PGCR is a division of Pyramid Restaurant Concept Group, a Boston-based Hotel and Resort company with over 13 properties under management. Pyramid provides hotel management, asset management and project management services to a diverse portfolio in one of kind destinations across the United States and the Caribbean.

LEADERSHIP TEAM

Doug Cole, Vice President, Food & Beverage
With over 30 years of experience in a diverse set of roles for hotel and restaurant groups nationwide, Doug directly oversees all food & beverage related assignments or Pyramid, , including deploying new food and beverage operations, restaurant/bar conceptualization, Renovation and re-conceptualization of existing operations, restaurant and bar menu development. Doug joined Pyramid in 2006 as an area general manager, transitioned to VP of asset management and then to VP Food and Beverage. Before joining Pyramid in 2006, Doug held corporate FOOD AND BEVERAGE positions with Hilton and ITT Sheraton, and served as a General Manager for Hilton, Starwood, Griffin Hotels, and TPG Hotels.

Davide Crusoe, Director of Concept Restaurants
Davide’s passion for food and beverage operations has been clear from the start of his career. His current focus on menu development, layout, design, and brand development all culminate from years of experience in a vast array of venues and cities. With 20 years of industry experience, Davide has advised and launched concept restaurants and lounges across the United States including The Palm Restaurant in Las Vegas and Tampa, BOKX 109 American Prime in Newton, MA, Rays on the Bay in Kona, HI, Roof @ The Wit Hotel in Chicago, and Lookout Rooftop Bar in the Envoy Hotel in Boston.

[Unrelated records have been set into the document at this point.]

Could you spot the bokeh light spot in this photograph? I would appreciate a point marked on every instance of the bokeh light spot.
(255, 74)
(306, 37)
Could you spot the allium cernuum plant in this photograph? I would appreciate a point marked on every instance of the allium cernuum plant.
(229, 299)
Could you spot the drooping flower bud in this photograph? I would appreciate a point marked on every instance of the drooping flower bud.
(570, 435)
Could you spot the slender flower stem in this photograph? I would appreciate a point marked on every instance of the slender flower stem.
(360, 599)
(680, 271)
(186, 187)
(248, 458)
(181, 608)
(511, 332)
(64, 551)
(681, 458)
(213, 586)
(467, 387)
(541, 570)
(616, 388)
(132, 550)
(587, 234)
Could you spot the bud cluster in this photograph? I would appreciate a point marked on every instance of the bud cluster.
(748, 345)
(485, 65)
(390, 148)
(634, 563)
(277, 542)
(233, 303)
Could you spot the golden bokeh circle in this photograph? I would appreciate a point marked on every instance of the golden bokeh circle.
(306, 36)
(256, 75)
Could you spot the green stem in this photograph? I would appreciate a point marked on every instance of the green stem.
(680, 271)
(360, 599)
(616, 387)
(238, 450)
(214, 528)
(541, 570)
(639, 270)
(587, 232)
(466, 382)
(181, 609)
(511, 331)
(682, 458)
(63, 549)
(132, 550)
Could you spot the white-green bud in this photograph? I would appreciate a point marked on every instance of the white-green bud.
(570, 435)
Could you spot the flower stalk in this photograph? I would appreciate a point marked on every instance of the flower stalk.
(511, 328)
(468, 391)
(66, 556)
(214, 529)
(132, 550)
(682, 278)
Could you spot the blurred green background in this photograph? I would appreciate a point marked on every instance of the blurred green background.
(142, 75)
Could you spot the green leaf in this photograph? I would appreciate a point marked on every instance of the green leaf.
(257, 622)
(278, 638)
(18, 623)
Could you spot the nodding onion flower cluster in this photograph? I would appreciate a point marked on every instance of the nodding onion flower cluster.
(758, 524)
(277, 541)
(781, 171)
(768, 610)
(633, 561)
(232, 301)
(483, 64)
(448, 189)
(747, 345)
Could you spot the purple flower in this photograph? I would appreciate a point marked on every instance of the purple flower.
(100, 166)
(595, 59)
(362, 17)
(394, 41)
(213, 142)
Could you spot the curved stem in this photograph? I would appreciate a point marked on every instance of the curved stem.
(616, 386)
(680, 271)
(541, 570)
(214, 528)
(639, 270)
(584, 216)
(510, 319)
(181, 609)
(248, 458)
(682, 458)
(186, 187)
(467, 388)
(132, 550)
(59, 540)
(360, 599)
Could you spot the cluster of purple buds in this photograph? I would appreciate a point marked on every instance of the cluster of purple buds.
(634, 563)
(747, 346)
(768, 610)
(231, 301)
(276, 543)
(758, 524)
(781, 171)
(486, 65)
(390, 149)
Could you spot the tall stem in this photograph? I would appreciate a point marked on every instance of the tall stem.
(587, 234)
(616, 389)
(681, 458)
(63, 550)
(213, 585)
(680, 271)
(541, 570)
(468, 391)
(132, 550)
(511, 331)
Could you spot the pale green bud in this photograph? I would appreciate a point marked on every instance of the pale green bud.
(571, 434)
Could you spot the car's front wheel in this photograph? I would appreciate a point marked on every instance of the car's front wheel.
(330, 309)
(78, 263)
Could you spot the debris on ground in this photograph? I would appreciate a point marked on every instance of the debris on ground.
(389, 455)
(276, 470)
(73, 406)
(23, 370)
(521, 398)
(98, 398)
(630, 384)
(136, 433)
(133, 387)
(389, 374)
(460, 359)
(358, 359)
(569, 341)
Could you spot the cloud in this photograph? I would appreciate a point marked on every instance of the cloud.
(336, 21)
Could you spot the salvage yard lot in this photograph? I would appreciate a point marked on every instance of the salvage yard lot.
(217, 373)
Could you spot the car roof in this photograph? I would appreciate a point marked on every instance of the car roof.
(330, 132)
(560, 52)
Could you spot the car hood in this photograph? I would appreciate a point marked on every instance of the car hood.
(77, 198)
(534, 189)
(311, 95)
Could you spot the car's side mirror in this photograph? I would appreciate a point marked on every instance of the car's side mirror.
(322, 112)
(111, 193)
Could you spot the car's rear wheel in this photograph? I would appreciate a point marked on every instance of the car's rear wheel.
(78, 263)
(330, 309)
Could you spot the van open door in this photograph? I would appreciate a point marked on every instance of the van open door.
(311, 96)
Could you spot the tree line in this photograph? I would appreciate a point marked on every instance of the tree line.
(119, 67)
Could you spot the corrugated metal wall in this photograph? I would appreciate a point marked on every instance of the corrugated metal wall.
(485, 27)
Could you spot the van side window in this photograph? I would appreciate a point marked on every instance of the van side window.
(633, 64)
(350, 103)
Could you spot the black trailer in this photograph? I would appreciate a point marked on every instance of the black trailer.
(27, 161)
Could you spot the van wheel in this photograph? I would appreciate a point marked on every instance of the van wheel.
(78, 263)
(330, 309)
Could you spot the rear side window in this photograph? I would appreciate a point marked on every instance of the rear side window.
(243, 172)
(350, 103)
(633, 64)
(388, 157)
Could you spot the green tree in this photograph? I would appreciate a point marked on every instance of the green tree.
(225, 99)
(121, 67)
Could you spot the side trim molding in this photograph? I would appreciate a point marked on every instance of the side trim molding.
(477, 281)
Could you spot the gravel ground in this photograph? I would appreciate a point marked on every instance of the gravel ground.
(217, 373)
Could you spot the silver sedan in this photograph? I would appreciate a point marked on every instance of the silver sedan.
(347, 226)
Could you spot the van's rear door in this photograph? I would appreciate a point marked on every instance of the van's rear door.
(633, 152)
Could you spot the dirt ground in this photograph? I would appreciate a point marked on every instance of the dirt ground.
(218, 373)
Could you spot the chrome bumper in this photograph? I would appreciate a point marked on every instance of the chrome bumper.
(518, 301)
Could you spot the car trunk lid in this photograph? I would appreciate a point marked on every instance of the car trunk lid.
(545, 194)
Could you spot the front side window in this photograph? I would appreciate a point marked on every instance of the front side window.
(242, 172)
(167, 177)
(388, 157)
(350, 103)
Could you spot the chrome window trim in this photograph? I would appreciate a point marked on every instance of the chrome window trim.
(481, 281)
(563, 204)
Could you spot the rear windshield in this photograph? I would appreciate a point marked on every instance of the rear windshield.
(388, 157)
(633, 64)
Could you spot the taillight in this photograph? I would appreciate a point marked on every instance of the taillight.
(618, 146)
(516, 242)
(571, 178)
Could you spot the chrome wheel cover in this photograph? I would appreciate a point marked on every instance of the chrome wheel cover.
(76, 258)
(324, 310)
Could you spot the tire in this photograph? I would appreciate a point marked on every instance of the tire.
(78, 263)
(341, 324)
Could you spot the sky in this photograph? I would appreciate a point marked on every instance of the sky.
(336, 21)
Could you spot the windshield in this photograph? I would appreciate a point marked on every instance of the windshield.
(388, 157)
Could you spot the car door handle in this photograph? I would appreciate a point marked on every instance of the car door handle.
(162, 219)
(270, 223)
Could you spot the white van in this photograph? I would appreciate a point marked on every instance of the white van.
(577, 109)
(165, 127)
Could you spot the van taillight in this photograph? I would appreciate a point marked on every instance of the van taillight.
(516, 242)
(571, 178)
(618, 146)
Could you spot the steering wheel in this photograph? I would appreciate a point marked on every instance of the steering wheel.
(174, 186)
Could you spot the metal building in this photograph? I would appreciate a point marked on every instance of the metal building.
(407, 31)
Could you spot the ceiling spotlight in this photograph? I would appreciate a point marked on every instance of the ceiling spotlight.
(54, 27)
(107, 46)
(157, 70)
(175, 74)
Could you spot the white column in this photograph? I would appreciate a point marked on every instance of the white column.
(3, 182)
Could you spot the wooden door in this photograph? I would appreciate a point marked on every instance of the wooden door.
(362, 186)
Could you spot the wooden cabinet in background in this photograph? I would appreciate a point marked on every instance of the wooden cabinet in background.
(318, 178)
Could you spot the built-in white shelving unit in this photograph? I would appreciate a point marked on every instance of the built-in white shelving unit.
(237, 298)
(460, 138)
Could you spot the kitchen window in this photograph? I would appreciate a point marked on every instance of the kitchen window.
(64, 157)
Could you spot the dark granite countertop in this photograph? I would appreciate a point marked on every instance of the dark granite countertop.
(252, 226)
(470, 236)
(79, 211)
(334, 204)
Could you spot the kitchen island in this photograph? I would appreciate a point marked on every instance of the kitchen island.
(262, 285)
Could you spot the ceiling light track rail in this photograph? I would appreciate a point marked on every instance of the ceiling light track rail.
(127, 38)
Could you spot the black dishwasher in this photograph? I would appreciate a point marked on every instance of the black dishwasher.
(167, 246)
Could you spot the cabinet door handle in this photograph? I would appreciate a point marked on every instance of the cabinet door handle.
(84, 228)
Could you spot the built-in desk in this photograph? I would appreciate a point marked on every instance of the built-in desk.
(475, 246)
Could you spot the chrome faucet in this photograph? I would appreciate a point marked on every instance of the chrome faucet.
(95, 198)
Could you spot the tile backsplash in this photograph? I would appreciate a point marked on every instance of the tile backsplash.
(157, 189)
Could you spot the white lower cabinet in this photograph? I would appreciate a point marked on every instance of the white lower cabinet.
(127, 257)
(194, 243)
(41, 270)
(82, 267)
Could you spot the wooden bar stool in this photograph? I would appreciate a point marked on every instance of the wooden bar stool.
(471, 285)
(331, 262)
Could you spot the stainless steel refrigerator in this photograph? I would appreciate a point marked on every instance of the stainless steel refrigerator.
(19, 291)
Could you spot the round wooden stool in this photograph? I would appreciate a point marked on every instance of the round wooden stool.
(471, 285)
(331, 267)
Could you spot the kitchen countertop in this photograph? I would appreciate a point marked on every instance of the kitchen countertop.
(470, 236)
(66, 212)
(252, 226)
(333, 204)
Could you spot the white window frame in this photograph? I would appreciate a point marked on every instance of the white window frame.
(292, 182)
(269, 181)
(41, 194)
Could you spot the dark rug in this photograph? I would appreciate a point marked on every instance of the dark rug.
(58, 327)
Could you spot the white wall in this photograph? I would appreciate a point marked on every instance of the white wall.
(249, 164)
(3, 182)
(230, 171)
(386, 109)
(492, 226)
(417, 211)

Daniel Bruce, Consulting Chef
As Consulting Chef, Daniel employs his passion for food and wine to assist in menu development for our restaurant concepts. Daniel founded the Boston Wine Festival, the longest running festival of its kind in the country, in 1989, and transformed the culinary landscape for wine and food enthusiasts when he opened Meritage in Boston in October 2002. With 35 years of hospitality experience, Daniel’s expertise is an enormous asset to PGCR’s ability to provide thoughtful culinary experiences in every setting.